Marta, activista e investigadora serbia que prefiere mantener su apellido oculto, explica cómo observó que en tan solo dos semanas, justo durante el comienzo del estado de emergencia, un grupo de Facebook serbio con publicaciones contra los migrantes consiguió 300.000 seguidores en apenas dos semanas. Al mismo tiempo, explica, los dos partidos con más posibilidad de ganar las elecciones hablan constantemente sobre los migrantes para conseguir atención. Pero, recuerda que "el partido gobernante no puede expresar directamente el sentimiento antimigrante debido al proceso de adhesión a la UE que está en marcha, por ello, no están usando el discurso de odio, sino acciones".

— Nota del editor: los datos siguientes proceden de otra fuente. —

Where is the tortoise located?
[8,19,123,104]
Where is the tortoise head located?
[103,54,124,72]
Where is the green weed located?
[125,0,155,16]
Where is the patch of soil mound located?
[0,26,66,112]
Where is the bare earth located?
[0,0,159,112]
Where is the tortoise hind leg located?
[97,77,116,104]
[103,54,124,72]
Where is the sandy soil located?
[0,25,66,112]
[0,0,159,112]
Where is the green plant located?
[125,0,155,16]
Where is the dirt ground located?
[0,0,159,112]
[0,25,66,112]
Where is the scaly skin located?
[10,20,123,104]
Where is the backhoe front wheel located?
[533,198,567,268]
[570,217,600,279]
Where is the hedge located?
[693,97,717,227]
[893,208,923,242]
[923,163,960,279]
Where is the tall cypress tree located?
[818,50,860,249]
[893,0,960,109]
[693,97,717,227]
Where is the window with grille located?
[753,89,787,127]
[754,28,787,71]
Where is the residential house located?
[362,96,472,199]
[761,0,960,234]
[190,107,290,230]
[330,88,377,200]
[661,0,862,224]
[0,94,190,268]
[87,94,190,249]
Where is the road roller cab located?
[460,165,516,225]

De hecho, hace unos días, el Ministerio de Defensa serbio anunció una licitación pública para la compra de 2,5 toneladas de alambre de púas para colocar alrededor de varios campos. Varias organizaciones locales de derechos humanos, como InfoPark, enviaron una queja al Gobierno. Unos días más tarde se canceló la decisión. Pero como explican defensores de derechos humanos, eso ya deja una vez más a la comunidad refugiadas en el punto de mira como su fuera "un grupo peligroso del que hay que protegerse o al que hay que aislar a la fuerza".

Mientras tanto, el estrés por aprovechar los meses de buen clima para cruzar fronteras aumenta. Rihan Gull tiene 20 años, es de Afganistán, ha pasado dos inviernos enteros sufriendo frío y abusos de poder en Serbia y junto a otras 50 personas vive en un bosque pegado a Croacia. Se escapó del campo en el que estaba, como hicieron los demás, muchos de ellos menores. Y quiere conseguir irse cuanto antes. No planea vivir en Serbia. Sabe que como afgano hay muy pocas probabilidades de que le den un asilo y la alternativa que le queda es la de los campos hacinados. Quiere alcanzar París, donde tiene familia, y pedir allí esta protección. Para mantenerse ocultos, un taxista al que conocen, les hace la compra. Ellos pagan la comida y la carrera y duermen a la intemperie. Llueva o haga sol.